Он не то чтобы до конца поверил «аномальщику» и шаману, но по опыту знал: если совпадения следуют одно за другим, они переходят в разряд правил, и с ними невозможно не считаться. Он решил прислушаться к их антинаучным советам. Довольно уже смертей, хватит! Впрочем, он к ним уже и прислушался, иначе зачем бы приехал на Ольхон?
— Ваши предположения, Степан Юрьевич, о гибели прораба участка и водителя подтвердились, — продолжил следователь. — Так что же все-таки произошло вчера утром на стройке? Я хотел бы услышать ваши версии. Сначала вы, Степан Юрьевич.

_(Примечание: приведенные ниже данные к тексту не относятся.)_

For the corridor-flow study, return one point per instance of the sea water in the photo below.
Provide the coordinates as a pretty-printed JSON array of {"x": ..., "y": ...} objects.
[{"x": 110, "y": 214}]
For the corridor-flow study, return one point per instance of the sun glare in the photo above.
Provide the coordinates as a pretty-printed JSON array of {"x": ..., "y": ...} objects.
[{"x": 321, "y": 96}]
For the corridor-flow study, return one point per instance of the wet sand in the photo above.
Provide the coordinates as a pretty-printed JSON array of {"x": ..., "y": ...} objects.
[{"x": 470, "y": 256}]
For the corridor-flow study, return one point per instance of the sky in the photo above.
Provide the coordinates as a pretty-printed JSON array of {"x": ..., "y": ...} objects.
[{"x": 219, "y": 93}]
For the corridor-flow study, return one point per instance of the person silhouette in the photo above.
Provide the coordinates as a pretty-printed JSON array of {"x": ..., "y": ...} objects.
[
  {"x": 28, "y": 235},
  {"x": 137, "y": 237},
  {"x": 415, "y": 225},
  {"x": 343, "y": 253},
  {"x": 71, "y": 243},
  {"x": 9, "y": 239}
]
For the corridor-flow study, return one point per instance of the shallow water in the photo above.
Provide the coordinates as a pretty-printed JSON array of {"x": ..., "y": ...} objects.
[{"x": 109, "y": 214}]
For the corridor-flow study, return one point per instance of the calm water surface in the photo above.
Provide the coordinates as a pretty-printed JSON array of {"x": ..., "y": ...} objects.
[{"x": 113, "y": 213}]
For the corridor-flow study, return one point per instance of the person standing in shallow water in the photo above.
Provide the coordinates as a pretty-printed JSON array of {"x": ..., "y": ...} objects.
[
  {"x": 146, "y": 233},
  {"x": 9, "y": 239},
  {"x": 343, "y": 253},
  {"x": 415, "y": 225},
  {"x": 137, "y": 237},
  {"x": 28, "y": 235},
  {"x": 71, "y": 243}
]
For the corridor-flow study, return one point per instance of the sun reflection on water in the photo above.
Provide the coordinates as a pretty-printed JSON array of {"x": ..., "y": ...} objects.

— Началось все сто лет назад…
— Ровно девяносто девять, — вставила Джина.
Есько кивнул и продолжил:
— Заарин проклял улус Хандабай и живьем был погребен на месте, впоследствии ставшем стройкой нового корпуса лицея. Строители, роя котлован, потревожили кости невинно убиенного, за что и были наказаны.
— Как вы объясните то, что Зуев и Онопко сами превратились в серийных убийц? — спросил следователь.
— Вероятно, дух заарина передал им часть своей черной агрессии, — предположил Есько.
— Все сложнее, — покачал головой Василий Шарменев, но тут же себя и поправил: — Хотя ничего особо сложного в этой трагической ситуации я не вижу.
— Продолжайте, Степан Юрьевич, — попросил следователь.
— У меня, собственно, все. Проклятие реализовалось, деревня уничтожена. Теперь дух заарина, если мы не помешаем, убьет всех потомков Гомбо Хандагурова и усть-ордынской Сороки и на этом, надеюсь, остановится.
— Как мы можем ему помешать? — поинтересовался следователь.
— Никак, — спокойно ответил Есько. — Я не знаю действенных способов борьбы с боохолдоями.
— Значит, и я, и мама, и дядя, и все остальные должны умереть? — спросила Джина. Губы ее дрожали. Она достала сотовый, но звонить не стала, с надеждой посмотрела на дядю: — Ничего сделать нельзя, и мы умрем? Это так, дядя Вася?
— Ты же знаешь, Женька, я сделаю все для твоей защиты. В этом доме находиться безопасно. Пока безопасно…
— Что вы можете добавить к словам господина «аномальщика»? — обратился к шаману следователь.